Rencontre du 22 mars 2008, Halle St Pierre, Paris

 

Remettre les pendules à l'art - 30 ans d'écrits sur l'art - Différents regards sur une réalité

photos des intervenants et du public


Aude de Kerros présente la rencontre (photo Jean-Pierre Faurie)


Le débat sur l'art contemporain serait-il devenu possible ?

Si l'on met en perspective trois épisodes marquants de cette impossible controverse qui dure depuis plus de 20 ans : le débat dévoyé des Beaux Arts en avril 1997, le débat très contrôlé du Théâtre du Rond Point en novembre 2007 et la rencontre de la Halle Saint Pierre du 22 mars 2008, plusieurs faits apparaissent.

On remarque que la présence dans les deux premiers débats, comme partenaires, des grands médias n'a pas donné lieu à information dans la presse.

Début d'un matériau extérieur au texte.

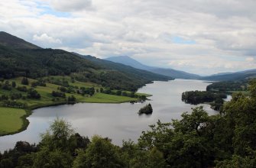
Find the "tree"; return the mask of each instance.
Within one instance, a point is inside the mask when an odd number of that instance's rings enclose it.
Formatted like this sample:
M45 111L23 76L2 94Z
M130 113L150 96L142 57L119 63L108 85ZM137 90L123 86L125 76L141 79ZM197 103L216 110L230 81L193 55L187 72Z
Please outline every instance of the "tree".
M15 87L16 87L16 82L15 82L15 81L12 81L12 82L11 82L11 86L12 86L13 88L15 88Z
M22 85L28 86L28 78L23 77L23 79L21 80L21 84Z
M142 114L151 115L152 114L152 112L153 112L152 106L150 103L148 103L147 105L146 105L145 106L144 106L139 110L138 114L139 115L142 115Z
M86 150L79 151L74 167L123 167L123 163L118 147L112 144L109 138L94 136Z

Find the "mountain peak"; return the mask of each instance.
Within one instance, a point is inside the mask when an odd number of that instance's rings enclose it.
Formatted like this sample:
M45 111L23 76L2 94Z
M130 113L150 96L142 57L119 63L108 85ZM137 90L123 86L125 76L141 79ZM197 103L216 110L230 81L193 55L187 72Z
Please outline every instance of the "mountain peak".
M175 70L173 69L160 68L160 67L154 67L154 66L144 65L141 63L140 62L128 56L112 57L107 58L106 60L115 62L115 63L128 65L128 66L137 68L137 69L147 70L151 73L164 75L167 76L171 76L173 78L198 79L200 77L198 75L188 73L180 71L180 70Z
M40 49L38 46L25 41L5 31L0 31L0 45L15 49Z
M139 63L138 61L131 58L128 56L118 56L118 57L112 57L105 59L106 60L112 61L115 63L122 63L127 66L132 66L134 68L148 70L151 69L151 66L143 65L142 63Z

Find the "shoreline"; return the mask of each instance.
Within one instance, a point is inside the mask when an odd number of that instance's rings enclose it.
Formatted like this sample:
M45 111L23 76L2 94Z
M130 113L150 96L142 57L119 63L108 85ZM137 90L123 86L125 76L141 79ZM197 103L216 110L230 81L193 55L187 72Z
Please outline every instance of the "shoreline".
M148 95L147 97L152 96L152 95ZM137 101L138 101L138 99ZM148 99L147 99L148 100ZM56 103L50 103L50 104L45 104L45 105L32 105L28 108L18 108L18 109L24 109L26 111L26 114L21 117L21 119L22 121L22 126L21 128L14 132L11 133L6 133L6 134L0 134L0 137L5 137L8 135L13 135L18 134L20 132L22 132L25 130L27 130L30 122L28 119L28 118L32 115L33 111L38 109L38 108L47 108L47 107L51 107L51 106L58 106L58 105L74 105L74 104L78 104L78 103L95 103L95 104L122 104L122 103L126 103L126 102L130 102L131 103L131 100L128 100L128 101L120 101L119 102L85 102L85 101L79 101L79 102L76 102L74 103L68 103L66 102L56 102ZM6 108L11 108L11 107L6 107Z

Ainsi le Monde et Libé, contrairement à la presse étrangère, n'ont pas rendu compte du lynchage officiel de Jean Clair et Jean-Philippe Domecq en 1997, ni de la confrontation des fonctionnaires de la DAP et des signataires du manifeste “l'art c'est la vie”en 2007. Libération était “partenaire” de l'événement mais la parution du lendemain n'en fait pas état et préfère consacrer sa page culturelle au gros titre du Time Magazine: “La mort de la culture française”.

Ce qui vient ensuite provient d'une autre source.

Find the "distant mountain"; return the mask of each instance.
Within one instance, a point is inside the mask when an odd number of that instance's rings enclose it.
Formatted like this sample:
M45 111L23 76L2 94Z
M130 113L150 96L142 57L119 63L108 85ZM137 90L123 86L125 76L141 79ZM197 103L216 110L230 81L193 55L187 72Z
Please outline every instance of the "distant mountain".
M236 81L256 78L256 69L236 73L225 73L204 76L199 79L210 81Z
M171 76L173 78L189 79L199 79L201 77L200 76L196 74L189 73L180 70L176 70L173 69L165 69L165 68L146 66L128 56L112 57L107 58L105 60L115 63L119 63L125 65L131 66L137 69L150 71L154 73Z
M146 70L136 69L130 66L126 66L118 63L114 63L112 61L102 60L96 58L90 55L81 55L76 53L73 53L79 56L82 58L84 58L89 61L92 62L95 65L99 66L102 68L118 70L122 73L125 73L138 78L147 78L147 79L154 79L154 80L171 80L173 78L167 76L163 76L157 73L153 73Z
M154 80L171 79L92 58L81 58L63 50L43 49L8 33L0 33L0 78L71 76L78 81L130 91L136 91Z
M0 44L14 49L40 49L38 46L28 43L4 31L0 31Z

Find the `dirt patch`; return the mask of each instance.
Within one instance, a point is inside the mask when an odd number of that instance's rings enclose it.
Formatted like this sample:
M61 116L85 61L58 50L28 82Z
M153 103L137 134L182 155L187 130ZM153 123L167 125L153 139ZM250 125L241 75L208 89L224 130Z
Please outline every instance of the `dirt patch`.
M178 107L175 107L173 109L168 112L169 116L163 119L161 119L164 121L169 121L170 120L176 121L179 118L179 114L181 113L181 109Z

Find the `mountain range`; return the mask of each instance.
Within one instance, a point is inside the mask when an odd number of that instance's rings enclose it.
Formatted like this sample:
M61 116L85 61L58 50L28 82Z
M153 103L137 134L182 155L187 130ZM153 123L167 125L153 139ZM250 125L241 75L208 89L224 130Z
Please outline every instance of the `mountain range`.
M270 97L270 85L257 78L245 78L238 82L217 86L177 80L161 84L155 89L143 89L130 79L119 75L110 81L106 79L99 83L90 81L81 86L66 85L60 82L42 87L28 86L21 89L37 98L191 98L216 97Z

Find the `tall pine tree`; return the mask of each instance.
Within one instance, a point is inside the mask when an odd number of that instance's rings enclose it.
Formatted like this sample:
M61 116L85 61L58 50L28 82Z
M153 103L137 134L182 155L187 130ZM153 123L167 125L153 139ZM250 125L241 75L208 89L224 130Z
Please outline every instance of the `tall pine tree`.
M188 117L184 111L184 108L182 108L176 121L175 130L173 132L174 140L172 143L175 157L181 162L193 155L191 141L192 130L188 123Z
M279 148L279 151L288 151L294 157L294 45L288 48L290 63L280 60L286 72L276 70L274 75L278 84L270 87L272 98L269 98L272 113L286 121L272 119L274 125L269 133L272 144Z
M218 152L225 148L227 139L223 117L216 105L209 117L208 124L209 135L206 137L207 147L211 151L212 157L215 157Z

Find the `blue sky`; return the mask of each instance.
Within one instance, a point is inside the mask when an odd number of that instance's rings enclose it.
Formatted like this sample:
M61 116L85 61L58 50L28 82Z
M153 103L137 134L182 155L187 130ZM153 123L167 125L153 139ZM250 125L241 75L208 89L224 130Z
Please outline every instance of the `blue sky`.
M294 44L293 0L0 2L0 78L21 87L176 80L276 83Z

Pour le 22 mars la presse a été prévenue sans plus, le lendemain de l'évènement Libération ne s'en fait pas davantage l’écho et consacre une page à Patti Smith et à sa déclaration: “En tant qu'artiste punk la politique culturelle française est un mystère, je ne peux accepter de l'argent d'un gouvernement...”

Partenaires ou pas les grands médias ne peuvent pas rendre compte de ce genre d'évènements car ils participent à la fabrication de la valeur et sont tenus par les annonceurs qui sont souvent des collectionneurs d'AC. Il n'existe donc pas pour eux de dissidence artistique ou intellectuelle en France. Par contre la presse peut citer sans inconvénient les propos critiques venant d'outre Atlantique.

Devant ce fait qui dure depuis plus de vingt ans il faut comprendre que les informations sur le débat sur l'art ne peuvent être trouvées que sur Internet ou dans une presse non subventionnée ou ayant certains annonceurs en relation avec le marché de l'art contemporain.

“Remettre les pendules à l'art”: un débat en dehors des contraintes de la Com.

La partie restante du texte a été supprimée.